La doncella apoyó su frente entre las manos,
como si no pudiese soportar el peso de sus
ideas. Después, alzó su cara hacia la Muerte,
con los ojos bañados en lágrimas.
–Deseo estar con Pierre en sus últimos momentos.
Muéstramelo, porque a eso he venido.
–Lo que me pides te causará un dolor...
indescriptible, como jamás lo has experimentado.
–¡Quiero verlo! –sus lágrimas cayeron resbalando
por las mejillas. Se lo debo, sufrir como él. Y
tú me lo prometiste...
–Él murió, y no querría que tú sufrieras lo
mismo. Te prevengo: no es lo que esperas. Y él
no volverá jamás.
–Yo tampoco volveré a mi hogar sin verlo, aunque
sea por última vez.
La Muerte la observó desde su sonriente palidez.

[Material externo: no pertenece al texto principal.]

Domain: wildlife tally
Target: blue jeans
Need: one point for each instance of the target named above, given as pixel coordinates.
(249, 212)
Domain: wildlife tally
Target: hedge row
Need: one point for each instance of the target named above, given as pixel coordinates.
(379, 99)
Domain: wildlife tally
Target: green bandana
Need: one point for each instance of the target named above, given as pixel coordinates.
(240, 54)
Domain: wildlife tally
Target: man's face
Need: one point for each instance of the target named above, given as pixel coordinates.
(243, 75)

Al fin, sacó una blanca mano de la oscuridad
para señalar la arena cercana a la orilla, y
dijo:
–Contempla tu deseo entonces. Siento que hayas
despreciado mi consejo...
El área que señalaba su falange descarnada
comenzó a iluminarse. La arena se removió para
ir formando el parapeto de una trinchera. El
musgo se estiró en espiral de alambre de espino,
mientras las rocas se convertían en las vigas de
una barricada metálica. Al oído llegaban los
tableteos de distantes ráfagas de ametralladora,
el estruendo sordo de los obuses... entonces lo
vio.
Sí, era él...lo veía a través de sus ojos
empañados, moviéndose junto a sus compañeros de
trinchera. Iba cubierto de sangre y barro, pero
le reconoció por su corpulencia, sus
gestos...gritaba algo a los soldados señalando
al lago con su rifle al tiempo que se sujetaba
el casco con la otra mano. Los demás también
gritaban, otros disparaban... si pudiera
correr... sacarlo de ahí con un abrazo y traerlo
consigo... De repente escuchó un silbido agudo
descendiendo al grave, muy cercano... y la
tierra reventó en un volcán terrible de piedras,
restos y barro.
Durante unos segundos observó la escena infernal
ante ella, estupefacta, como si fuera una
fotografía imposible. Después, comenzó a
comprender parte de lo que le mostraba...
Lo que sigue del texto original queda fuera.